5. ‘ick’ what did I just drink?

Copepod – Wikipedia

Water is life, and there is no greater feeling in the world like drinking a cool glass of water during a hot summer afternoon. New York City’s water (including drinking water) is unfiltered, thus for every gulp of New York tap water you swallow an invisible shrimp like crustacean called copepod.

The microscopic crustaceans are not actually harmful at all, and are instead used to clear the water of mosquito larvae. Although they may lead to cleaner and even better tasting water, the presence of copepods mean that NYC’s drinking water is technically not kosher. Kosher is a term to describe any food that complies with a strict set of dietary rules in Judaism.

6. Whose eyeballs are those?

Albert Einstein – Flickr

The eyes are the window to the soul and who would not want to look into the soul of one of the greatest man who ever lived Albert Einstein, famous for devising his theory of relativity, which revolutionized our understanding of space, time, gravity, and the universe. Albert Einstine’s eyeballs are store in a safe deposit box in New York City.

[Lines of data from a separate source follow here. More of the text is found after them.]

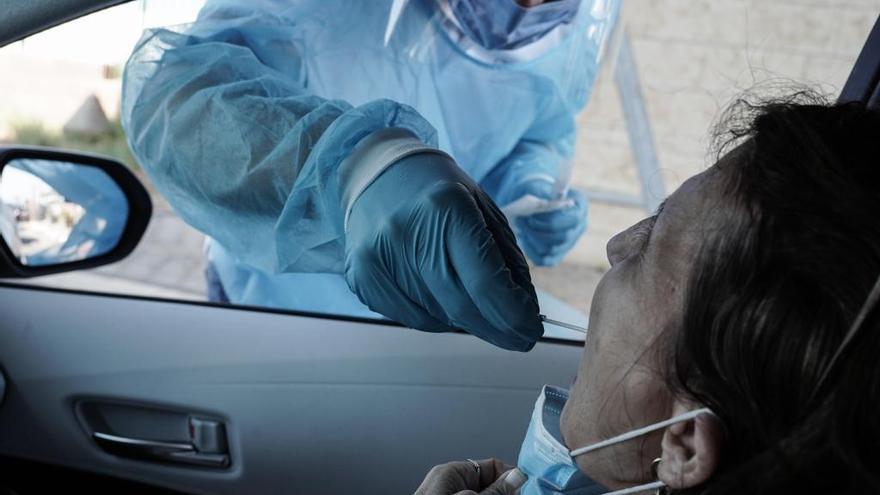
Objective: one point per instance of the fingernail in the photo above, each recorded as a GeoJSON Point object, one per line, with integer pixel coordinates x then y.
{"type": "Point", "coordinates": [515, 478]}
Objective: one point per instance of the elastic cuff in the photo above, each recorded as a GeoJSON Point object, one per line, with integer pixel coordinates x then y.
{"type": "Point", "coordinates": [370, 158]}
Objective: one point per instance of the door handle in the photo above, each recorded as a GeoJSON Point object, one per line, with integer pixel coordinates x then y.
{"type": "Point", "coordinates": [205, 447]}
{"type": "Point", "coordinates": [154, 450]}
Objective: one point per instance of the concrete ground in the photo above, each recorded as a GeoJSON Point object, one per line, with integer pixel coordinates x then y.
{"type": "Point", "coordinates": [692, 56]}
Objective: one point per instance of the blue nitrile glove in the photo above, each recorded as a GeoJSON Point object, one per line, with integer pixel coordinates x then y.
{"type": "Point", "coordinates": [425, 246]}
{"type": "Point", "coordinates": [547, 237]}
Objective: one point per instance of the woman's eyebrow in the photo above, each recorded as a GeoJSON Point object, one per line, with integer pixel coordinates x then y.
{"type": "Point", "coordinates": [648, 227]}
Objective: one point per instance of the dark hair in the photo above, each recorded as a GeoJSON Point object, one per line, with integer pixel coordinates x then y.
{"type": "Point", "coordinates": [773, 293]}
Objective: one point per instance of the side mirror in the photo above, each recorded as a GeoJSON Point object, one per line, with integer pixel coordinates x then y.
{"type": "Point", "coordinates": [64, 210]}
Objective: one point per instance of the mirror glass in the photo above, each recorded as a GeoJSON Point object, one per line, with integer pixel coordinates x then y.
{"type": "Point", "coordinates": [55, 212]}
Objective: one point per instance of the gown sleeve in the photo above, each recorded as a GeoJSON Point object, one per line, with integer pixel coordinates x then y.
{"type": "Point", "coordinates": [219, 117]}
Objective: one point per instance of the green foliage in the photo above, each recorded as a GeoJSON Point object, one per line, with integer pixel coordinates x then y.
{"type": "Point", "coordinates": [111, 144]}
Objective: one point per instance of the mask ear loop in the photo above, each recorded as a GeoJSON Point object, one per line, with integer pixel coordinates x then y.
{"type": "Point", "coordinates": [658, 485]}
{"type": "Point", "coordinates": [863, 314]}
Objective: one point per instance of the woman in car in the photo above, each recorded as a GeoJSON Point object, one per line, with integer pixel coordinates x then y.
{"type": "Point", "coordinates": [739, 323]}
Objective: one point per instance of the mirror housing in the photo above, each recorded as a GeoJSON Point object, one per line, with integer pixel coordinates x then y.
{"type": "Point", "coordinates": [139, 209]}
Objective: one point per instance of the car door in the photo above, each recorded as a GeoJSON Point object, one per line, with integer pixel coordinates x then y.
{"type": "Point", "coordinates": [202, 398]}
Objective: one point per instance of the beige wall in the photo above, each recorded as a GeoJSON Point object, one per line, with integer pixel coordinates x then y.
{"type": "Point", "coordinates": [693, 57]}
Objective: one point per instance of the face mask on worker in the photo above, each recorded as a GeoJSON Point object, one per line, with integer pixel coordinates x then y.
{"type": "Point", "coordinates": [550, 466]}
{"type": "Point", "coordinates": [505, 25]}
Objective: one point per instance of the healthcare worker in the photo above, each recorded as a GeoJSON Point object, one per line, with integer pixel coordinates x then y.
{"type": "Point", "coordinates": [346, 157]}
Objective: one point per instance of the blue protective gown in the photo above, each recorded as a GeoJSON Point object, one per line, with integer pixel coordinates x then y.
{"type": "Point", "coordinates": [242, 118]}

During the autopsy of Albert Einstein, the pathologist Thomas Stoltz Harvey removed Einstein’s brain and eyeballs for preservation without the permission of his family. Thomas gifted the eyeballs to Einstein’s eye doctor, Henry Abrams, who has kept them in a safe deposit box in New York City to this day.

7. What are you hiding?

New York Skyline – Unsplash

Society is full of ideas pertaining to what is visually pleasing and can satisfy all the other senses, that is why for centuries humans have been obsessing with beauty. For the sake of beauty, New York City will build fake houses to create a beautiful façade instead of letting the ugly infrastructures show.

Many train passages and electrical substations, the grids that transport electricity from plant to consumer, are housed in these fake buildings made to blend into the urban landscape. After all, who wants to see a bunch of townhouses interrupted by power plants and ventilation shafts?

8. Home away from home

Jewish Museum – Wikipedia

The Jewish population in New York City is the largest in the world outside of Israel, comprising approximately 13 percent of the city’s population. The large Jewish population has led to a significant impact on the culture of New York City. Today within the New York City Department of Parks and Recreation, there are many parks that are either named after Jews, or containing monuments relating to their culture and history.

The first recorded Jewish settler in New York was Jacob Barsimson, who arrived in August 1654 on a passport from the Dutch West India Company.

9. Where do you live?

New York busy streets – Unsplash

New York City is known as the city of dreams for a reason. The city is also the nation’s most important center for mass media, journalism, and publishing. Whatever your career aspirations may be, you can accomplish them in this city as finance, high technology, real estate, insurance, and health care are also critical to New York City’s economy.

The vast career opportunities within the city have contributed to about I in every 38 people living in the United States of America residing in New York City.

10. A city of invention

Joseph C. Gayetty – Wikipedia

Joseph C. Gayetty was living in New York City when he invented the commercial toilet paper. It was the first and remained only one of the few commercial toilet papers from 1857 to 1890 remaining in common use until the invention of splinter-free toilet paper in 1935 by the Northern Tissue Company.

 Joseph C. Gayetty first marketed toilet paper on December 8, 1857. Each sheet of pure Manila hemp paper was watermarked “J C Gayetty N Y”. The original product contained aloe as a lubricant and was marketed as an anti-hemorrhoid medical product.